Title: Light in August
Author: William Faulkner
Publication Information: 1932
How I Got This Book: I bought it way back in the day in the Oprah's Book Club boxed set.
Goodreads Synopsis: Light in August, a novel about hopeful perseverance in the face of mortality, features some of Faulkner’s most memorable characters: guileless, dauntless Lena Grove, in search of the father of her unborn child; Reverend Gail Hightower, who is plagued by visions of Confederate horsemen; and Joe Christmas, a desperate, enigmatic drifter consumed by his mixed ancestry.
My Thoughts: I cannot freaking believe that it took me so long to read this novel!
Admittedly, it starts off (like many Faulkner novels) kind of slowly and erratically. You are introduced to these characters and you learn about them bit by bit, but you don't know why you're learning about them. Then it clicks. And speeds up. Though in true Faulknerian style, there is a lot of description and using of ten words to say one. (Sidenote--Does anyone else love the classic Hemingway-Faulkner exchange of barbs as much as I do? [see number 8 on the list]) But that's OK. It's what I love about Faulkner, just as I love Hemingway's sparseness.
There were times I felt the need to read the Sparknotes to confirm what I had just read and make sure I hadn't missed anything important. And that was fine. As the novel progressed, I did that less and less.
This was another novel about human connection and interaction and how alone we can all sometimes be, which made it an interesting read coming on the heels of The Heart Is a Lonely Hunter. I'm really glad that I read those two so closely, to be honest. It was interesting to see how both authors dealt with the topic.
Three of your main characters--Lena, Hightower, and Christmas--are all following, hunting something and are also being chased or haunted by something. And it's interesting to see the way they all deal with that. My favorite way, of course, is that the journey is the journey and that's part of life.

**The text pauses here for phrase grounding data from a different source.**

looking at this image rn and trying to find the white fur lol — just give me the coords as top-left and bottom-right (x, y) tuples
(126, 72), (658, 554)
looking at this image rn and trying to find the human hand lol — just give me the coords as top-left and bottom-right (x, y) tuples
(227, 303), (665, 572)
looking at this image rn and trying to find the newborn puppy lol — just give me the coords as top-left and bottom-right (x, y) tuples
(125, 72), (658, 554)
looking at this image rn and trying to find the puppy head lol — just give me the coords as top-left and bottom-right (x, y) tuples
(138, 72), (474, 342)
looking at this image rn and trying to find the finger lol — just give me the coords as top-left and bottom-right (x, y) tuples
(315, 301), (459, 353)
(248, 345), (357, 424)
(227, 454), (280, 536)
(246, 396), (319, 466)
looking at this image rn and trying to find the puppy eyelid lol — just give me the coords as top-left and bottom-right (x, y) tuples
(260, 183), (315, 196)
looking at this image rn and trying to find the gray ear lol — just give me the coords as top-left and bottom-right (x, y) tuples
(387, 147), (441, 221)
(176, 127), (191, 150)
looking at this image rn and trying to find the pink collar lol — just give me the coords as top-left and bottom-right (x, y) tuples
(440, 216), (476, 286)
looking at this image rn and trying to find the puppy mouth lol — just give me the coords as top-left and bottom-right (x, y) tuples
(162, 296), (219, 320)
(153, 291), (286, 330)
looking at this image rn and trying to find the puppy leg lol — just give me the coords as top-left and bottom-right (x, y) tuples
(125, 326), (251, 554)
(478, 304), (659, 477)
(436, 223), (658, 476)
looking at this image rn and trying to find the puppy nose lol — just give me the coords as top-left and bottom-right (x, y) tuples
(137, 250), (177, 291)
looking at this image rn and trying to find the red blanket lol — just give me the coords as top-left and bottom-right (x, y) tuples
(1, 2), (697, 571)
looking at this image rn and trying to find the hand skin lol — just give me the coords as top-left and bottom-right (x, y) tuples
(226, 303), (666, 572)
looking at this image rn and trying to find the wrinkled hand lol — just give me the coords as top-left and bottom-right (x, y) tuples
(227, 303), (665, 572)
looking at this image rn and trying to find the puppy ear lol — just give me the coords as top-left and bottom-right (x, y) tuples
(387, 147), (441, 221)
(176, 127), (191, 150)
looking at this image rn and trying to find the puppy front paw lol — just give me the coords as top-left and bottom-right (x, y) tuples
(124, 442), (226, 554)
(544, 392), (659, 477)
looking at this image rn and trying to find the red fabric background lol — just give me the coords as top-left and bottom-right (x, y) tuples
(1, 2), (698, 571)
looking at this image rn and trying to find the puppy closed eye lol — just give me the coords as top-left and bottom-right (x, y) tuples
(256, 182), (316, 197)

Byron Bunch is an important character in the lives of the other three characters, but he's not mentioned in the synopsis, which is a shame.

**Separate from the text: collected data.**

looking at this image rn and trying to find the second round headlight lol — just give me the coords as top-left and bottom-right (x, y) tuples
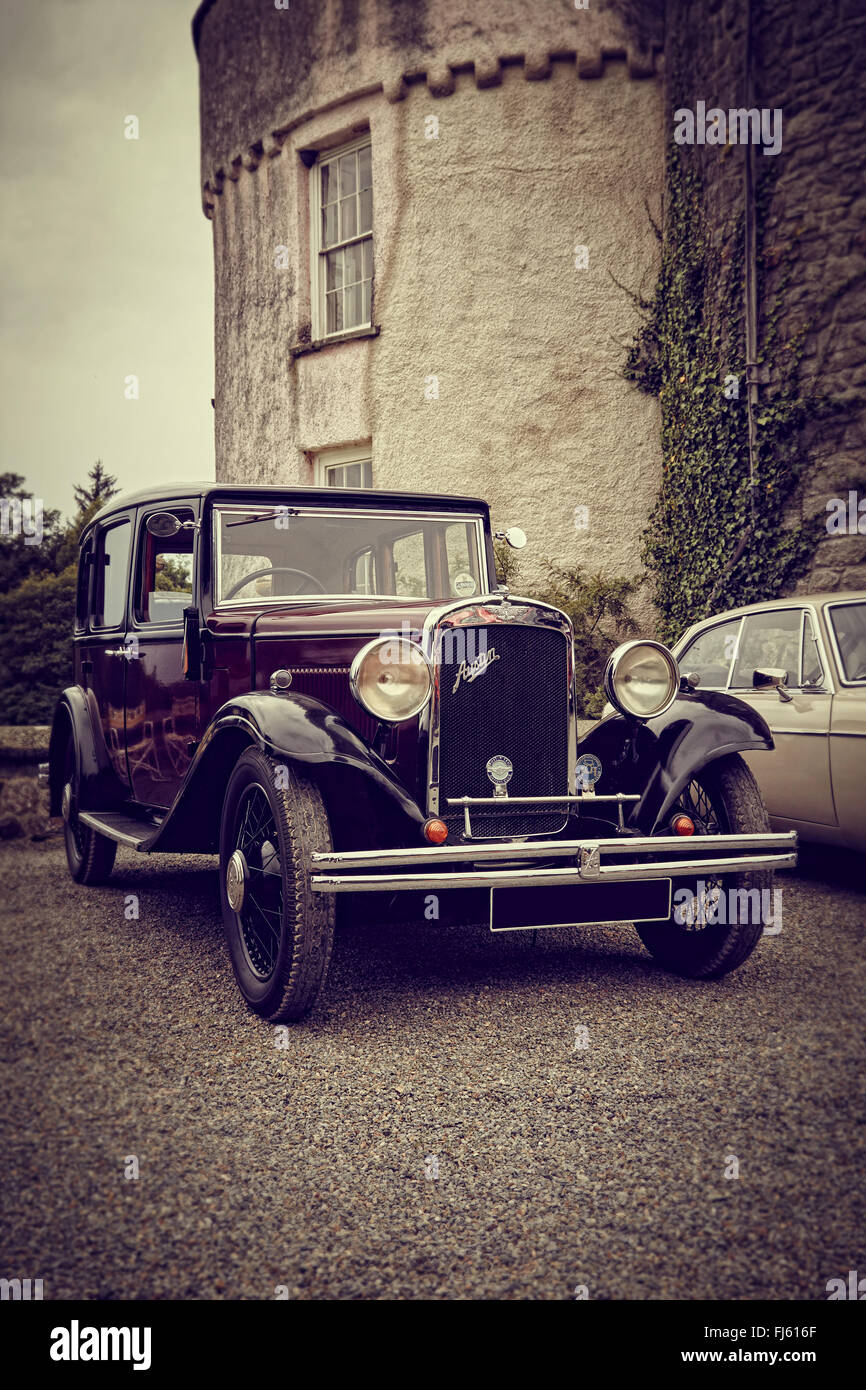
(350, 637), (432, 722)
(604, 640), (679, 720)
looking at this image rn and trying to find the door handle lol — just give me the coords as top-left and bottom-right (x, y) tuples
(104, 647), (129, 657)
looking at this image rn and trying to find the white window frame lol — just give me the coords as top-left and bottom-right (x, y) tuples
(313, 444), (373, 489)
(309, 134), (373, 342)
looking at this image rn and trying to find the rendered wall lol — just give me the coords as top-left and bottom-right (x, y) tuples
(197, 0), (664, 605)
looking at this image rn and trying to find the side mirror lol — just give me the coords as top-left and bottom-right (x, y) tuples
(753, 667), (793, 702)
(147, 512), (182, 538)
(182, 605), (201, 681)
(495, 527), (527, 550)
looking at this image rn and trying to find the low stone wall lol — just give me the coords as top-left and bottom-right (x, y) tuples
(0, 726), (53, 840)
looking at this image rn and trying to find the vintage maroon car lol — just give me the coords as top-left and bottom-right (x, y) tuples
(46, 484), (796, 1021)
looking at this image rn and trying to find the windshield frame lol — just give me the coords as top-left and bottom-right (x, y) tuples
(211, 503), (490, 609)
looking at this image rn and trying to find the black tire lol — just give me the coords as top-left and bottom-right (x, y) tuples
(635, 754), (772, 979)
(219, 747), (336, 1023)
(62, 736), (117, 885)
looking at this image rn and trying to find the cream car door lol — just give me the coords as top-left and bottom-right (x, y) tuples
(730, 607), (835, 826)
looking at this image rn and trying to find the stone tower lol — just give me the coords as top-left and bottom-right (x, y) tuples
(193, 0), (665, 602)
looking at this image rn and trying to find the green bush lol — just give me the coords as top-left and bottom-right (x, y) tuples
(0, 565), (76, 724)
(494, 543), (641, 716)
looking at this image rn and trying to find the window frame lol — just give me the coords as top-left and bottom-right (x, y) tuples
(313, 444), (373, 489)
(211, 504), (489, 610)
(75, 537), (93, 634)
(132, 505), (197, 630)
(91, 517), (133, 632)
(309, 134), (373, 343)
(729, 607), (805, 690)
(679, 604), (835, 694)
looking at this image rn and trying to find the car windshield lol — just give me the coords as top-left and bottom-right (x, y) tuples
(214, 505), (487, 605)
(829, 601), (866, 682)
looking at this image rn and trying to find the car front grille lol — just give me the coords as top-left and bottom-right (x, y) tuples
(433, 617), (571, 838)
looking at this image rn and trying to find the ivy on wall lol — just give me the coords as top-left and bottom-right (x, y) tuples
(625, 147), (825, 646)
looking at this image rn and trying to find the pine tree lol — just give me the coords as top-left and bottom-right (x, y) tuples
(72, 461), (118, 513)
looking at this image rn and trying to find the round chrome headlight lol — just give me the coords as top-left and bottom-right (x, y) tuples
(350, 637), (432, 723)
(604, 640), (679, 720)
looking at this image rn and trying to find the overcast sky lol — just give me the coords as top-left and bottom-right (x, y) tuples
(0, 0), (214, 519)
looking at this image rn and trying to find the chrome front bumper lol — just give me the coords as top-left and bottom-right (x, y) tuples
(310, 831), (797, 893)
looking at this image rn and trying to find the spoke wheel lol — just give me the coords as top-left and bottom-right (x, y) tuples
(219, 748), (336, 1022)
(635, 754), (773, 979)
(232, 785), (284, 980)
(669, 777), (725, 932)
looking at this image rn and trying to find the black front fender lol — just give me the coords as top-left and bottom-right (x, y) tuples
(580, 690), (774, 834)
(149, 693), (426, 853)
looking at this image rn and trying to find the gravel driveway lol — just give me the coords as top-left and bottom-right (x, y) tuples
(1, 836), (863, 1300)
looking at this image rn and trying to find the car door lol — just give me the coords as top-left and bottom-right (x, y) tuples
(123, 502), (199, 809)
(824, 600), (866, 850)
(82, 513), (135, 789)
(728, 607), (835, 827)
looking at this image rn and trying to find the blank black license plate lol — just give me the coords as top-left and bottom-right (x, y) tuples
(489, 879), (672, 932)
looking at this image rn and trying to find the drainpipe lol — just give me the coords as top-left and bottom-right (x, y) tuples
(707, 0), (759, 609)
(743, 0), (759, 530)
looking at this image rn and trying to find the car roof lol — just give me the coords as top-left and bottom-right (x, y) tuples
(89, 482), (491, 528)
(676, 591), (866, 643)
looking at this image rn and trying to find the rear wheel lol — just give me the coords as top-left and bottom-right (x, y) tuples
(635, 754), (772, 979)
(62, 736), (117, 885)
(219, 748), (336, 1022)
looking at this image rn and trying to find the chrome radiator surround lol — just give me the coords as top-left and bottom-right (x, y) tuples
(421, 593), (577, 835)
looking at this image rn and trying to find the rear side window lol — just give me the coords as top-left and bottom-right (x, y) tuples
(75, 539), (92, 632)
(392, 531), (427, 597)
(94, 521), (131, 629)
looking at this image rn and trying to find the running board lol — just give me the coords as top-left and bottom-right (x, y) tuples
(78, 810), (162, 851)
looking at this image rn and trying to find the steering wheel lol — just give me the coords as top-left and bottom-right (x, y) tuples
(224, 566), (327, 600)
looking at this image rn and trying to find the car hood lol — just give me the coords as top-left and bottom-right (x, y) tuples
(220, 596), (446, 639)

Faulkner has some lovely and powerful passages in here. I particularly loved "Memory believes before knowing remembers. Believes longer than recollects, longer than knowing even wonders."

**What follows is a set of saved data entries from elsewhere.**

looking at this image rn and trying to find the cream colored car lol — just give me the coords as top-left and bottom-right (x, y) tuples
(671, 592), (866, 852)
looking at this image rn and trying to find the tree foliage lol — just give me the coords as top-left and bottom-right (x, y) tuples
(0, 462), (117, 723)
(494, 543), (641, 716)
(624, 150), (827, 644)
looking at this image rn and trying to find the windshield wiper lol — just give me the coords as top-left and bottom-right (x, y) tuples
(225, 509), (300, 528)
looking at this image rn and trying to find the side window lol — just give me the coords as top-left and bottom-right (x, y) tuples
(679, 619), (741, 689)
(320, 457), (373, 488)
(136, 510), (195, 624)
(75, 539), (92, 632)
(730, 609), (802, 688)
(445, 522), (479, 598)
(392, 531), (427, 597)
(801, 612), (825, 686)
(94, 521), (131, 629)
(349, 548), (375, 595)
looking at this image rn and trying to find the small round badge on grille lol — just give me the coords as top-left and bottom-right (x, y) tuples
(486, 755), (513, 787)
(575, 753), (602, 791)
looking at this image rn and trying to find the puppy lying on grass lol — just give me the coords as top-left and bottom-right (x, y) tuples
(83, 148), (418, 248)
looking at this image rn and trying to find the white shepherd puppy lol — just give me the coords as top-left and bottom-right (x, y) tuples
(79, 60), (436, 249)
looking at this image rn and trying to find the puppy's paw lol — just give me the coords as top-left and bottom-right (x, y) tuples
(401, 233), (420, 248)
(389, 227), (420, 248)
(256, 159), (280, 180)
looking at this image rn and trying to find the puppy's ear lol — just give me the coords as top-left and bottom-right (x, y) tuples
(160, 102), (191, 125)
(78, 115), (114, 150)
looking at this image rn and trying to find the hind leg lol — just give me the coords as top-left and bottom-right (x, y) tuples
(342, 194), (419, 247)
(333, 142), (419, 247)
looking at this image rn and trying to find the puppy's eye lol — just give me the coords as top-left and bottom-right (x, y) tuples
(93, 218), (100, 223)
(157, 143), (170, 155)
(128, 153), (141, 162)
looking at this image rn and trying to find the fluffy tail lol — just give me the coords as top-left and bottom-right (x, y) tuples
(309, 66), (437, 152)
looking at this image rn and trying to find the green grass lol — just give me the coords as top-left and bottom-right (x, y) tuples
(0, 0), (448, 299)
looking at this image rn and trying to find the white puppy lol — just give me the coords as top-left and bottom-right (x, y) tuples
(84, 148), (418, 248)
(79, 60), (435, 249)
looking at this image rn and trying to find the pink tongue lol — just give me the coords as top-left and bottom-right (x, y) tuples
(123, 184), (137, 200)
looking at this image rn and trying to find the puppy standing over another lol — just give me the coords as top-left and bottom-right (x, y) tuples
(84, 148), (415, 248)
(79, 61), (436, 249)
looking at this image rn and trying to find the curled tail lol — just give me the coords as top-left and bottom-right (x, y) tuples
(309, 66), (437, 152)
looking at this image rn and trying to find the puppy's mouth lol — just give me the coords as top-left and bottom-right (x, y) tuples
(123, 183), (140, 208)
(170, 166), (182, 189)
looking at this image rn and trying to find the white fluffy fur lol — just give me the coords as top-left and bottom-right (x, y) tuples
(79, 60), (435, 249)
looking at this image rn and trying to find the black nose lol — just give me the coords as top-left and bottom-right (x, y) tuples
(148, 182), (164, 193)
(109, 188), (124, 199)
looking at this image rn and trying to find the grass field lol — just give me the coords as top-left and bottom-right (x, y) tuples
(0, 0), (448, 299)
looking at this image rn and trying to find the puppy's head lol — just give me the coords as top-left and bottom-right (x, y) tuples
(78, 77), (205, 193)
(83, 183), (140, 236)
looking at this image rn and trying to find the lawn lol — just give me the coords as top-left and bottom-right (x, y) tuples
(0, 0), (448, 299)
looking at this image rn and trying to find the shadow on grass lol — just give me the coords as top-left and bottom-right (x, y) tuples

And I love how he switches to an unknown narrator to tell the last chapter. I think that distance, that inclusion of a stranger's perception of the character this chapter deals with, makes the novel. If he had used a close narrator, I think a lot of the point and power of the novel as a whole would have been lost.
This is a fantastic novel. It covers all of the topics that are still important today--race, sexuality, religion, class, and others. We all make decisions and sometimes there are good consequences, bad consequences, and unforeseen consequences--but that is life. And that is what this novel is ultimately about.
I still think As I Lay Dying might be my favorite Faulkner, but this is so far a close second. Fortunately, I have tons more Faulkner to read to see how that may or may not change.
Lastly, I am very proud of myself and Lisa for finally finishing a buddy read. Go us!